Nichols et al. reported negligible weight loss and gastrointestinal toxicity in a group of 20 patients treated with conventionally fractionated protons and concomitant capecitabine (1,000 mg orally twice-daily) (12). Patients had marginally resectable (N=5), resected (N=5), or unresectable (N=10) disease and received planning target volume (PTV) proton doses ranging from 50.40 to 59.40 CGE. No elective nodal irradiation was offered to the patients with measurable gross disease. The median PTV volume was 406 cm3 (range, 244 to 1,811 cm3). For the 17 patients treated with a 2-field plan (posterior oblique and right lateral oblique) which minimized gastric and small bowel exposure, the median weight loss was only 1.1l bs (range, gain of 10.4 lbs to loss of 14.1 lbs) over the course of treatment. No patient experienced grade 2 or greater GI toxicity.
Conclusions
Protons allow for substantial gastric and small bowel sparing compared with X-rays in the setting of neoadjuvant radiotherapy for pancreatic cancer. This normal-tissue sparing offers the potential to reduce the risk of perioperative complications. As such, surgeons evaluating patients with resectable disease may ultimately be more willing to accept neoadjuvant radiotherapy if protons are to be used.

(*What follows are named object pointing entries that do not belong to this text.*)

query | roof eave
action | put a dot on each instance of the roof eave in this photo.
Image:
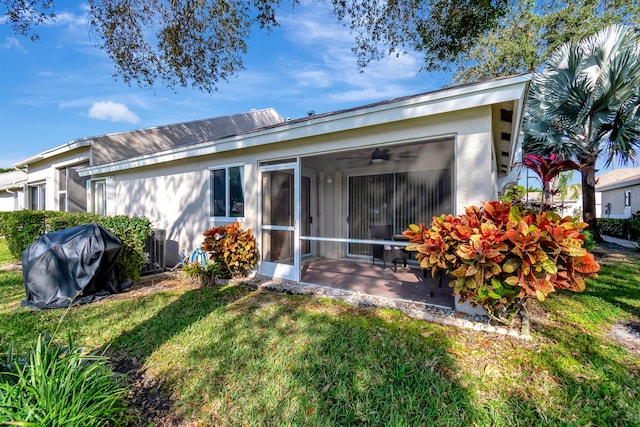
(432, 103)
(61, 149)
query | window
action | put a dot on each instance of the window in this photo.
(37, 197)
(99, 197)
(226, 189)
(72, 189)
(396, 200)
(18, 200)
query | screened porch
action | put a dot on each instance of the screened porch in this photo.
(353, 207)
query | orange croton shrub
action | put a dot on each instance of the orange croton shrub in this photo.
(500, 255)
(232, 248)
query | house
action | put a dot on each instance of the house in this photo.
(620, 193)
(310, 189)
(11, 190)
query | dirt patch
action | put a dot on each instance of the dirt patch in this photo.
(627, 334)
(148, 398)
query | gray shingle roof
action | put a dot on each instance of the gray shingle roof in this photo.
(126, 145)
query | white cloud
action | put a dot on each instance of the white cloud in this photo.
(68, 18)
(112, 111)
(333, 66)
(12, 43)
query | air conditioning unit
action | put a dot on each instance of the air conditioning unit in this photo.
(154, 252)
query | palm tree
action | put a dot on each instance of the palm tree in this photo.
(585, 103)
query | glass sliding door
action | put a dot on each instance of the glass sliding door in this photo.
(370, 204)
(392, 201)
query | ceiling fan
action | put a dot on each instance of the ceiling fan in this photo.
(379, 155)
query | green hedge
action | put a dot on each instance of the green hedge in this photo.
(21, 228)
(622, 228)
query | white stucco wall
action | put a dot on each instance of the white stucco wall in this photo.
(44, 171)
(6, 201)
(174, 194)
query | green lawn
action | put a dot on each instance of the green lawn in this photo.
(233, 356)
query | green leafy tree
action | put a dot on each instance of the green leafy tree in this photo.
(530, 30)
(585, 104)
(199, 43)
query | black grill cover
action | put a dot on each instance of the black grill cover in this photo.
(75, 264)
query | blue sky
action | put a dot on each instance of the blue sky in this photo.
(61, 87)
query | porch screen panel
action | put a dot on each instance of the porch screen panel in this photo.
(77, 189)
(422, 195)
(370, 203)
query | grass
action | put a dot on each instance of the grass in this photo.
(233, 356)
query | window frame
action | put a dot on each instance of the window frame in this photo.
(41, 186)
(227, 216)
(92, 183)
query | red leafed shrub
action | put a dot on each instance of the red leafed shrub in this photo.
(500, 255)
(231, 248)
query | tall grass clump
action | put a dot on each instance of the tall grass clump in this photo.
(60, 386)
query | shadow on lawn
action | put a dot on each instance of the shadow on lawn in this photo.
(238, 357)
(621, 285)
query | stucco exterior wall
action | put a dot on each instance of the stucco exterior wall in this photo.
(6, 201)
(174, 195)
(45, 172)
(616, 199)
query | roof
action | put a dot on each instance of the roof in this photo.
(618, 178)
(487, 93)
(69, 146)
(12, 180)
(127, 145)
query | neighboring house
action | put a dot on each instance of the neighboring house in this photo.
(620, 192)
(53, 182)
(12, 190)
(310, 188)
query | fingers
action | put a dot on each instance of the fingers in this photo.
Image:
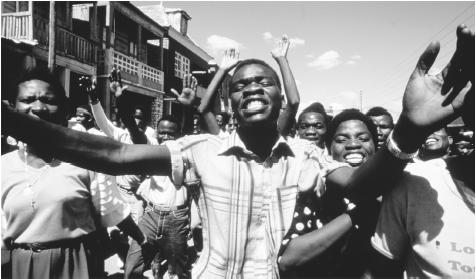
(460, 69)
(458, 101)
(427, 58)
(186, 81)
(119, 78)
(175, 92)
(194, 84)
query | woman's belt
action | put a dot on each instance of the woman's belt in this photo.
(39, 246)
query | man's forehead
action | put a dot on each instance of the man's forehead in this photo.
(252, 71)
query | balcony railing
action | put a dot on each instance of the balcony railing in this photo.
(17, 26)
(66, 42)
(73, 45)
(137, 72)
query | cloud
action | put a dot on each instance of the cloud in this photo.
(349, 95)
(326, 61)
(267, 36)
(297, 42)
(294, 42)
(353, 59)
(219, 44)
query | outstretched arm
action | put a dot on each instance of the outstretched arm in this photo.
(306, 247)
(229, 61)
(124, 108)
(188, 96)
(88, 151)
(429, 103)
(287, 116)
(89, 86)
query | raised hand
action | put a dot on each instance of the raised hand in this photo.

Additionally, in the majority of the cases we evaluated, we were able to expand the neoadjuvant radiotherapy field to safely cover both the gross tumor and the high-risk regional lymph nodes without significantly increasing the volume of critical normal tissues irradiated.
In light of this dosimetric data, as well as our clinical data showing a virtual absence of gastrointestinal toxicity when protons are used to treat pancreatic cancer, our current trial in development for neoadjuvant radiotherapy for patients with resectable and marginally resectable disease offers 50.40 CGE over 28 fractions to the above-described PTV2 volume with concomitant capecitabine (1,000 mg orally twice daily). If normal-tissue constraints cannot be met, a reduction in volume (to PTV1) will be made after 45.00 CGE (or as low as 39.60 CGE, if necessary).
Acknowledgements
Disclosure: The authors declare no conflict of interest.